Harvey Weinstein: A Man Who Went From Greatness to Rapist

  • by

By Maggie Pool

Trigger warning: mentions of sexual assault and rape.

Harvey Weinstein is a famous former Hollywood film producer and a convicted sex offender. How did he end up with those two descriptions in the first line of his Wikipedia page?

Harvey and his brother grew up with a passion for films. They didn’t start off in the film business, though. They began by producing rock concerts along with their friend Corky Burger as Harvey & Corky Productions through the 1970s. They brought in top-notch acts like Frank Sinatra, Jackson Browne, and The Rolling Stones. Using the money made from their days as Harvey & Corky Productions, the Weinstein brothers purchased their own independent film distribution company and called it Miramax, a mashup of their parents’ names, Miriam and Max Weinstein.

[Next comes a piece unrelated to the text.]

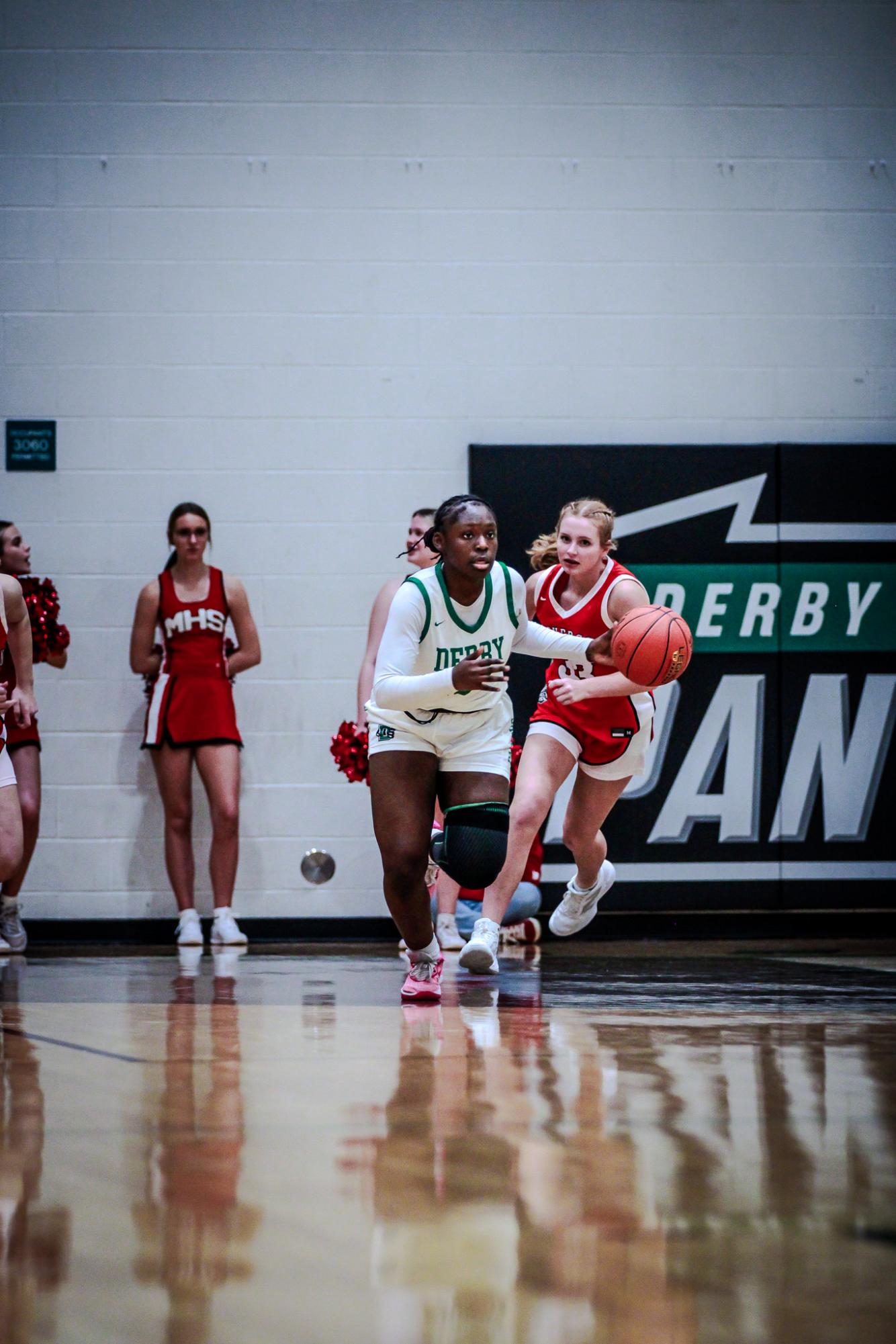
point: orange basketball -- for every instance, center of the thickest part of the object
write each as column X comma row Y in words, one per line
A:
column 652, row 645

Now, Miramax is a renowned company for producing many of America’s prized independent films, like  Sex, Lies, and Videotape (1989), The Crying Game (1992), Pulp Fiction (1994), Heavenly Creatures (1994), Flirting with Disaster (1996), and Shakespeare in Love (1998). Weinstein won many awards for these films, including an Academy Award for producing Shakespeare in Love. He also went on to succeed in producing arthouse cinema and more independent film. Miramax had so much success that in 1993 Disney offered to purchase the company from Weinstein for $80 million dollars. So where did it all go wrong?

In 2017, a new movement set the nation on fire. The #MeToo Movement united women in telling their stories of sexual harassment. Over a dozen women accused Harvey Weinstein of sexual harassment and rape. Once these accusations took hold of the media, Weinstein was fired from his production company, expelled from the Academy, suspended from the British Academy, and denounced by several political figures who previously supported him.

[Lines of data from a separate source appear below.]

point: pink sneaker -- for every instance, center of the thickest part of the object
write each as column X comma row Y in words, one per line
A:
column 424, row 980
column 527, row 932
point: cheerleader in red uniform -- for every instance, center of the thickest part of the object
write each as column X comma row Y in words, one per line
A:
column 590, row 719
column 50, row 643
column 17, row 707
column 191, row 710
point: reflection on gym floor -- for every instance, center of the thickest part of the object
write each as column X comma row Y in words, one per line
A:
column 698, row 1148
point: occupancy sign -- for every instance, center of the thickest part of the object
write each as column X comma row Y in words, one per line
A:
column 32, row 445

Weinstein was formally charged by New York police with “rape, criminal sex act, sex abuse and sexual misconduct for incidents involving two separate women” on May 25, 2018. A jury convicted Weinstein on February 24, 2020 of criminal sexual assault in the first degree and one count of rape in the third degree. Weinstein faces between 5 to 29 years of prison.

Mimi Haleyi, who testified at the weeks-long trial that Weinstein forced oral sex on her in 2006, was in a coffee shop when she heard the verdict. She said to Good Morning America, “I just sat down, and I started crying, and I had to go out into the street because I didn’t want to be crying in a coffee shop,” she said. “It was just a huge sense of relief – relief that the jury got it; that they believed me and that I was heard.”

Here are some statements from other victims of Harvey Weinstein, and supporters of those victims, after his conviction:

“He will forever be guilty.”

-Tarana Burke

“This is what he has created for himself, prison, lack of remorse, lack of accountability.”

-Ashley Judd

“Every day that I live and enjoy my life is a victory over Harvey.”

-Rowena Chiu

“I did it for all of us. I did it for the women who couldn’t testify. I couldn’t not do it.”

-Dawn Dunning

“It’s time for men who witness bad behavior to have the courage to step up and bear witness to it.”

-Irwin Reiter

“Hopefully this gives more women the strength to come forward.”